Main objective: Find cities that sell toys the most different from one another (top 10 differentials). For example Los Angeles sells the most Toys 3 and 4 and the city most opposite of that would be Salt Lake City, which sells Toy 9 and 15 the most and Toys 3 and 4 the least.
I have a CSV that I have put in a dataframe.
It has hundreds of rows currently and each row has 15 columns... Example:
City | Toy1 | Toy2 | Toy3 | ToyN |
---|---|---|---|---|
Los Angeles | 15 | 20 | 1 | 44 |
Miami | 33 | 2 | 545 | 15 |
Dallas | 111 | 222 | 545 | 448 |
City N | 15 | 555 | 44 | 987 |
So I need Los Angeles to compare Toy1 to all other cities, Toy2, through ToyN. And then so on for each city against the rest of the rows in the dataframe.
I am having trouble structuring this as I need a calculation difference on every column and doing a comparison between each city.

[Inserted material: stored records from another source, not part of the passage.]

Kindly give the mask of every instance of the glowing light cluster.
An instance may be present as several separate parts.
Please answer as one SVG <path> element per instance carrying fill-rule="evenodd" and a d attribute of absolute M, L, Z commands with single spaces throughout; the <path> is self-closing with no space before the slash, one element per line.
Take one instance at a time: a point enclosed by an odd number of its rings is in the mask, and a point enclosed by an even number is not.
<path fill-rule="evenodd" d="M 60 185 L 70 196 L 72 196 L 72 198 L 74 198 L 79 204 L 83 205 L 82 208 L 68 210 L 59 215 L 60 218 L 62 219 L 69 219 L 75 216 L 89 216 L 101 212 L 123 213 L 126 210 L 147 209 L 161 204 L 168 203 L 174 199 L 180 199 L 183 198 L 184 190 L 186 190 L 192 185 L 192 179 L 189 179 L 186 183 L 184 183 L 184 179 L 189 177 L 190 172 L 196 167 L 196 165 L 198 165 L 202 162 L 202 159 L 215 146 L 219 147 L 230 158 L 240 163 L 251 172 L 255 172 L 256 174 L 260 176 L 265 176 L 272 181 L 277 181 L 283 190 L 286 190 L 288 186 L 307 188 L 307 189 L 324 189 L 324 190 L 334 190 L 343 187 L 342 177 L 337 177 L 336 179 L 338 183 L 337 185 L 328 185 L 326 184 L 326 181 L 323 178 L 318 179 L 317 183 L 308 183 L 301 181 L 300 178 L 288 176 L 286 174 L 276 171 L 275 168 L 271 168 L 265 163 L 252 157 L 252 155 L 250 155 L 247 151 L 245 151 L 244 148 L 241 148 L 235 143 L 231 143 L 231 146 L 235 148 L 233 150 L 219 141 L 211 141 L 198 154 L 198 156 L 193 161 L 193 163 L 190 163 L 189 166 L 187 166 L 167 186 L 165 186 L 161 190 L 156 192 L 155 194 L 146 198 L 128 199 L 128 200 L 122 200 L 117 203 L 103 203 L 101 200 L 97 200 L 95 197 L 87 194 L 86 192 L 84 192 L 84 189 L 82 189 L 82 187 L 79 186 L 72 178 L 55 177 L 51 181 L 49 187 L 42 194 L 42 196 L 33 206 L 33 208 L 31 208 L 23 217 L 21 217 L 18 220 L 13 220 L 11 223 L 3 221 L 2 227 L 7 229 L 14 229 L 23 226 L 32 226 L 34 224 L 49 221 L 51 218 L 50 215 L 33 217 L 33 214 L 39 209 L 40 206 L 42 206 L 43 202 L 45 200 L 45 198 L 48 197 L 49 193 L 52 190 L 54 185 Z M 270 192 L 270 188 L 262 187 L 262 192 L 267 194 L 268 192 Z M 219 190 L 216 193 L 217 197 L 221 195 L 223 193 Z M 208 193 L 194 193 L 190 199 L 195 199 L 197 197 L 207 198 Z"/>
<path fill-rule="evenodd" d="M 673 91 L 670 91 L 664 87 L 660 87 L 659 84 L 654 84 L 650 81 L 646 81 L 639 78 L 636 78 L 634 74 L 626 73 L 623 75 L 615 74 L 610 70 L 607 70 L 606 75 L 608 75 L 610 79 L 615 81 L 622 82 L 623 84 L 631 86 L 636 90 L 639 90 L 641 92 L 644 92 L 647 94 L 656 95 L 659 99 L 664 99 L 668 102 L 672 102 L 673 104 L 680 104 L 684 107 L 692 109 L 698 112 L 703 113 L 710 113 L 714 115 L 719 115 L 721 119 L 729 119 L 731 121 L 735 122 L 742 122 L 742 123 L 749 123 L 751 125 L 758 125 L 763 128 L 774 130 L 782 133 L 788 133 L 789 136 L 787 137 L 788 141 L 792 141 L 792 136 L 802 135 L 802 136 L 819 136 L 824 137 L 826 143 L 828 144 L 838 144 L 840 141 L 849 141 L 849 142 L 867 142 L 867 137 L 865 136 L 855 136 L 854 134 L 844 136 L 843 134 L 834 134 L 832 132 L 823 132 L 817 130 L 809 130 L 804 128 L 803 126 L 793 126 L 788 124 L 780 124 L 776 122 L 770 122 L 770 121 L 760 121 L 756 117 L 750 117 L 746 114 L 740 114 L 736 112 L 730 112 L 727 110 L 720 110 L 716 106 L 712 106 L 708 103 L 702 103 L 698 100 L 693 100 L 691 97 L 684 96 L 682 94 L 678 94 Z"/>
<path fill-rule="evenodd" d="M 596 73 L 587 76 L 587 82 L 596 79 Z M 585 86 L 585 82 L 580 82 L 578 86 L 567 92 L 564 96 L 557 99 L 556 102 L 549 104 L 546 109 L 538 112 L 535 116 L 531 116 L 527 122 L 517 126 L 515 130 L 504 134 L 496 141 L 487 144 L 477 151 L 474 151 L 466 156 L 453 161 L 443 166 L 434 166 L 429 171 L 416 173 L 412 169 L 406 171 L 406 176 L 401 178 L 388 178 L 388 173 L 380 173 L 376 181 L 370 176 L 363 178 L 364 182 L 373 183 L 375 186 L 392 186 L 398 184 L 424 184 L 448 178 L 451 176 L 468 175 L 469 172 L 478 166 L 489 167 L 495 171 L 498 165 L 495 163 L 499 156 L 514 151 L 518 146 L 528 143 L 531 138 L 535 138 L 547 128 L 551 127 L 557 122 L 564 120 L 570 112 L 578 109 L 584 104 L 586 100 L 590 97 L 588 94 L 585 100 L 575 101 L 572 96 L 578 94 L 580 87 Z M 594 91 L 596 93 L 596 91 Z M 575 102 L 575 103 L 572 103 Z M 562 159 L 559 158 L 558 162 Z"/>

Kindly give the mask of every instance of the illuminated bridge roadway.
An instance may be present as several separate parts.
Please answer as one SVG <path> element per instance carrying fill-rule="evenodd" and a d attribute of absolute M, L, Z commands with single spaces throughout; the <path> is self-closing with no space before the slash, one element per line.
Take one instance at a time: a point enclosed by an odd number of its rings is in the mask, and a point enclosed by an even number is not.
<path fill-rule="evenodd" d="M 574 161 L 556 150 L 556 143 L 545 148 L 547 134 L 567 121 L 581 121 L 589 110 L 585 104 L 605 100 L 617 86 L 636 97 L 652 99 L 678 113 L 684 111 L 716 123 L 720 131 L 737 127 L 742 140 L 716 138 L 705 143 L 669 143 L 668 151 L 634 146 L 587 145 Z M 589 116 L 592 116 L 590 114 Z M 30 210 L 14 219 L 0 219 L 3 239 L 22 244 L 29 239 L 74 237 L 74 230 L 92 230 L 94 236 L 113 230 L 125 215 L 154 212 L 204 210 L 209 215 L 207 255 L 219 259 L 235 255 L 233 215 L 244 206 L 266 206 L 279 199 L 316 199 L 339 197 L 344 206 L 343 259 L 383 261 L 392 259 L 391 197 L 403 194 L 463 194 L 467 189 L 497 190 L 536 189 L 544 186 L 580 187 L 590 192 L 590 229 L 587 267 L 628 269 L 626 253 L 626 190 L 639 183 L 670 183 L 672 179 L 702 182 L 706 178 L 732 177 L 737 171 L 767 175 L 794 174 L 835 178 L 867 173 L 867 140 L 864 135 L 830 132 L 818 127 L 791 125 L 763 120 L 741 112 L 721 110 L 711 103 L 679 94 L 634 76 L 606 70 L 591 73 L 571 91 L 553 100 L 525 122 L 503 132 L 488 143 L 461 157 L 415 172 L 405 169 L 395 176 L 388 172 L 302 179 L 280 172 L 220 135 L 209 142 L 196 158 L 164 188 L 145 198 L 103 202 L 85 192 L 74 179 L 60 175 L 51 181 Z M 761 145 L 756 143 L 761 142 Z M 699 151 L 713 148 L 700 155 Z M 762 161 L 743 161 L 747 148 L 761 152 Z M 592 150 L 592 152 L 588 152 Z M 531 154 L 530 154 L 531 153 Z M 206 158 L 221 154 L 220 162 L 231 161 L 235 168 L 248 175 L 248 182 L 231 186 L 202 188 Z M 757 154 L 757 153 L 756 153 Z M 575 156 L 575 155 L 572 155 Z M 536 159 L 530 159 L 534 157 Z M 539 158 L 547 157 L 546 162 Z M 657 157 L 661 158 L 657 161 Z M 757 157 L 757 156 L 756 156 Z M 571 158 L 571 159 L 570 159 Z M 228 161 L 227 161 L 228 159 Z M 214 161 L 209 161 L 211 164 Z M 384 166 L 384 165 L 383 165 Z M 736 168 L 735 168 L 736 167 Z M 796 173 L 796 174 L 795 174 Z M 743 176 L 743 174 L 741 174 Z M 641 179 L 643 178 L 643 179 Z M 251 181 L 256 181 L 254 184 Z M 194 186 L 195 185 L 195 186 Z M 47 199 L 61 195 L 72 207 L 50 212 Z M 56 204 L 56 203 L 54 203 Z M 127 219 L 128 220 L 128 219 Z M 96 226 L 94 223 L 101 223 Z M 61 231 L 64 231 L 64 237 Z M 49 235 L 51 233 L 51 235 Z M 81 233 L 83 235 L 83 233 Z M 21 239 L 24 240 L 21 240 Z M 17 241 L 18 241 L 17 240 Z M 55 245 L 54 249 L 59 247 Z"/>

Expected Output: A new column with a difference score for City vs City. Example: |City|Toy1|Toy2|Toy3|ToyN|DiffMiami|Diff Dallas| |----|----|----|----|----|----|----| |Los Angeles|15|20|1|44|-17|15|
I have been trying to use DataFrame.diff() but not sure how to structure to use it in this scenario. Any suggestions would be gladly taken. Thanks.